E il primo maggio a Milano la super-manager della razza padrona Laura Brichetto alias Moratti festeggia (o vorrebbe festeggiare) insieme alla classe operaia? Confusione.

E il candidato della sinistra a sindaco di Milano - un prefetto - accusa la suddetta di essere una padrona non avente diritto alla festa. Un prefetto? Come se i prefetti avessero storicamente appoggiato le lotte dei lavoratori, e non il padronato. Confusione.

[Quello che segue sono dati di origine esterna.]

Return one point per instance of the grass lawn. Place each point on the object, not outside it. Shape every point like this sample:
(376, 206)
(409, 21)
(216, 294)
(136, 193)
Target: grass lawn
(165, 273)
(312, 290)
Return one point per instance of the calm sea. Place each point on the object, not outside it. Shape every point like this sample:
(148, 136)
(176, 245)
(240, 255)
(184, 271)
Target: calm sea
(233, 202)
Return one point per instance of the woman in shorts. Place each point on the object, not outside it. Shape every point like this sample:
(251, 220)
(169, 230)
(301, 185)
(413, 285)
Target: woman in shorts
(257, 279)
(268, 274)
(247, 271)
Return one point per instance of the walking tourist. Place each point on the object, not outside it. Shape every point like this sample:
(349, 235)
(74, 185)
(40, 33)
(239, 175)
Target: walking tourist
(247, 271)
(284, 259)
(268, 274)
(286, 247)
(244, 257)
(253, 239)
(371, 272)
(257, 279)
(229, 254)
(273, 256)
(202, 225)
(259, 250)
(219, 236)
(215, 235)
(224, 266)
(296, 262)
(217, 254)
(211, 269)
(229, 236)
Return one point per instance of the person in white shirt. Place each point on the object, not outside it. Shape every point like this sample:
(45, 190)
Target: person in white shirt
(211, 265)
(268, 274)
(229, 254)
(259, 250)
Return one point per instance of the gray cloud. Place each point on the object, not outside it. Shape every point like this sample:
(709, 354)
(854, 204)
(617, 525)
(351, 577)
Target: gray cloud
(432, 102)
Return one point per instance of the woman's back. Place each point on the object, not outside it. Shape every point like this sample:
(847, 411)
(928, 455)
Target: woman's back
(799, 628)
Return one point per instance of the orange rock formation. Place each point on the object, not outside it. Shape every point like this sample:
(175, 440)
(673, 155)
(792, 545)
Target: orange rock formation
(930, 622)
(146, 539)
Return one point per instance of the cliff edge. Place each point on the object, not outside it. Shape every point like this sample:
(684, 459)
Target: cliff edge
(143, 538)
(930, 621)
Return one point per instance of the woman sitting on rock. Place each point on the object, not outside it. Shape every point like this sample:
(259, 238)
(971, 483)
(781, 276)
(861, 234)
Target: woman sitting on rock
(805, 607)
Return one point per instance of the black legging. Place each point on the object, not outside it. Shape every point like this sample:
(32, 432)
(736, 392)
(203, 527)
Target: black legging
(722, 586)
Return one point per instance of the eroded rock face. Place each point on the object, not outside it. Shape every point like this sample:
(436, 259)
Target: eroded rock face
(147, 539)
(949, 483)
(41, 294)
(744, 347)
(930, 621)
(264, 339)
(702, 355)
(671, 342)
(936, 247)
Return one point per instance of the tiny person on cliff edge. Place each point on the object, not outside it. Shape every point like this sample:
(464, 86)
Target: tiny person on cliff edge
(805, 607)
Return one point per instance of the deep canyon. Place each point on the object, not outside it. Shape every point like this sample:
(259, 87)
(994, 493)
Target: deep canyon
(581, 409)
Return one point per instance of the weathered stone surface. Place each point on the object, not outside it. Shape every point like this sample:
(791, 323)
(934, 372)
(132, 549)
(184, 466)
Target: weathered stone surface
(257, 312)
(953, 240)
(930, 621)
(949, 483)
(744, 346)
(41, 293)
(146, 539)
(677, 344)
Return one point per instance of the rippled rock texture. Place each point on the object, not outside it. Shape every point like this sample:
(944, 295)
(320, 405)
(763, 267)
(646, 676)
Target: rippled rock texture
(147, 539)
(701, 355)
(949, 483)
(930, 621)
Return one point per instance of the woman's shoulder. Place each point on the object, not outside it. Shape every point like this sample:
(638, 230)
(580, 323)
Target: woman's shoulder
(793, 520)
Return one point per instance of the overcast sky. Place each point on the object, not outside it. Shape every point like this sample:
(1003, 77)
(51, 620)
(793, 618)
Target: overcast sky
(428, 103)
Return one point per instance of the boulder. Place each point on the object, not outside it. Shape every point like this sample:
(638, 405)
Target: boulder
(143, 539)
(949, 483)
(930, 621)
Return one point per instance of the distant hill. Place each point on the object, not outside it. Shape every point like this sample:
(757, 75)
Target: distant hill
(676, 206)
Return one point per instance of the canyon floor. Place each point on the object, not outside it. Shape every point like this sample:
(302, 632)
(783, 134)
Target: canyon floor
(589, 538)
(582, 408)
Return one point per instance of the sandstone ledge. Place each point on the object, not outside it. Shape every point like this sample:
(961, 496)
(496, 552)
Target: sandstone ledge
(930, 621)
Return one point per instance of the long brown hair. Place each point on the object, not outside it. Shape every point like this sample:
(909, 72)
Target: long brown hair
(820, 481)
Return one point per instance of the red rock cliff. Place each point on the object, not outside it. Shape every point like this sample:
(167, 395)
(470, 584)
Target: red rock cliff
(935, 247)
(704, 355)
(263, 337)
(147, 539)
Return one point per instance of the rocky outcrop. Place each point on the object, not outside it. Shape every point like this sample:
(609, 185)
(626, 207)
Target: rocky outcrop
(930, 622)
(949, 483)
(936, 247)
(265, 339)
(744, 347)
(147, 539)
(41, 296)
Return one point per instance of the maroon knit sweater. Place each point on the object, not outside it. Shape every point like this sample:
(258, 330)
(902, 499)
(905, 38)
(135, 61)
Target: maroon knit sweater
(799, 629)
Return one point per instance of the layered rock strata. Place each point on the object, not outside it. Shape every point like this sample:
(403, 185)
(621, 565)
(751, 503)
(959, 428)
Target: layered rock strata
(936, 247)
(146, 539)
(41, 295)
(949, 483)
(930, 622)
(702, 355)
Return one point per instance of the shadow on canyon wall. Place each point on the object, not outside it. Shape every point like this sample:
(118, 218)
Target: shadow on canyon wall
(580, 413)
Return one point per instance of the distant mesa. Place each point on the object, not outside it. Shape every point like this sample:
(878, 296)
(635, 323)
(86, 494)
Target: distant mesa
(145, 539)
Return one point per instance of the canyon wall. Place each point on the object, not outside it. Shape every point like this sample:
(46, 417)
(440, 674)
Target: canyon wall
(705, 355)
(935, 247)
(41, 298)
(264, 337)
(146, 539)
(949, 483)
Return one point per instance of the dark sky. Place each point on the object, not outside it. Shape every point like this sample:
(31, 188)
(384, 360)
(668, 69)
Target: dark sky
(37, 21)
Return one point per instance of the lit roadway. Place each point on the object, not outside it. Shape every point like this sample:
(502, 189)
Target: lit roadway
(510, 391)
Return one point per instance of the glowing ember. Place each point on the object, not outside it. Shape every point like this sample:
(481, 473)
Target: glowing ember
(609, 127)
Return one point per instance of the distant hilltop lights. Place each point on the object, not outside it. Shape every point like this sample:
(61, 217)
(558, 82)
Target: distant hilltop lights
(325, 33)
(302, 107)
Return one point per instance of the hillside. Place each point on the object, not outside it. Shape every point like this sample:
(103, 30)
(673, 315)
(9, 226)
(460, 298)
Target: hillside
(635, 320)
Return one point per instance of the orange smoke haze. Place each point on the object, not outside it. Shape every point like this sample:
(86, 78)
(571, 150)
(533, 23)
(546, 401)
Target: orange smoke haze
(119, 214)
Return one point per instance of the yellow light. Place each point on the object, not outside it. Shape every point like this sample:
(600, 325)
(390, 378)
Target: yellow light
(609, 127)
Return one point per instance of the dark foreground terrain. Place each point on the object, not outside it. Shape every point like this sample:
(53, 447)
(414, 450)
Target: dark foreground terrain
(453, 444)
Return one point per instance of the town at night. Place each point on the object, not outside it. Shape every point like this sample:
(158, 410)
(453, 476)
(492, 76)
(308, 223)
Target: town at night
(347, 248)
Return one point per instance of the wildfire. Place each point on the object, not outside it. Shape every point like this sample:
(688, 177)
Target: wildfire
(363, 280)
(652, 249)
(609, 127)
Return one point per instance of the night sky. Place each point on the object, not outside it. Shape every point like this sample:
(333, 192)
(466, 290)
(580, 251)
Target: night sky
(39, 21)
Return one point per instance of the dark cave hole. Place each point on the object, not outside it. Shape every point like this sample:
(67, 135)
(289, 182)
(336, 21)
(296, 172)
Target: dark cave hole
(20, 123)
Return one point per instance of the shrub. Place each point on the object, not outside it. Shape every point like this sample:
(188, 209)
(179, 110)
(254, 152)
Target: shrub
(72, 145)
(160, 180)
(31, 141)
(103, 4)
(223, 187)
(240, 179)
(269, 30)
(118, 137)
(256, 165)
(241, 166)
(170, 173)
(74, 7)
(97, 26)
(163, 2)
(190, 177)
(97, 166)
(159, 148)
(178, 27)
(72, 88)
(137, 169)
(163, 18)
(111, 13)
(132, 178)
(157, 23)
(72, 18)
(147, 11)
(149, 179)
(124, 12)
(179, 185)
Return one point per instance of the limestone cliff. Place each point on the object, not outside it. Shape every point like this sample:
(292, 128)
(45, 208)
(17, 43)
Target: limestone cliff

Ma la confusione di tutto, e anzitutto quella tra la politica e lo spettacolo, non è casuale. È un frutto dell'Italia che si rispecchia in Berlusconi, e la sinistra si limita a rispecchiarla di rimando. Riflesso di un riflesso. La differenza tra le due Italie è solo apparente. Esse sono con-fuse.

 

Un serpentello sull'asfalto, vicino al bordo della strada. Sto passeggiando, gli passo vicinissimo e lo guardo con attenzione. È immobile, tutto raggomitolato, ma ben vivo. Strano, è una giovanissima vipera berus, non ne avevo mai viste dalle mie parti, in pianura. Hai molti nemici in natura e tra gli umani, viperetta! Ti auguro una lunga vita felice. Che però non sarà tale per gli animaletti che mangerai dopo averli avvelenati. C'è da meditare, ragazzi...

 

"Io ho constatato tutto nei miei vani giorni" scrive l'Ecclesiaste. "C'è il giusto che perisce nonostante la sua giustizia e c'è il malvagio che è longevo nonostante la sua malvagità". Il processo a Previti è durato dieci anni, come la Guerra di Troia, ma qui non ci sarà nessun Omero.

 

Tutto passa. Qualcosa sempre ci manca. Siamo creature del Desiderio. E ci sembra di non aver agito quando avremmo dovuto.

 

Pare che papa Benedetto XVI abbia tuonato contro il carrierismo nella Chiesa. Il carrierismo è dovunque. Nella Chiesa, per principio evangelico non dovrebbe esistere. Non esisterebbe se la Chiesa fosse totalmente estranea alla logica mondana. Non lo è: se lo fosse, il papa non abiterebbe nei sontuosi palazzi vaticani ma in un'umile casetta. Esiste una carriera ecclesiastica. Il suo vertice è il soglio pontificio. Logico che i vescovi aspirino ad esso. E sorprendente che chi vi è giunto rimproveri gli altri.

 

La cifra della nostra epoca è l’instabilità. Investe tutti i sistemi e le forme di relazione: da quelli immensi come l'Umanità nel suo insieme e gli Stati, alle più piccole, come le famiglie e le coppie, e come le anime dei singoli, che sono anch’esse delle forme di relazione.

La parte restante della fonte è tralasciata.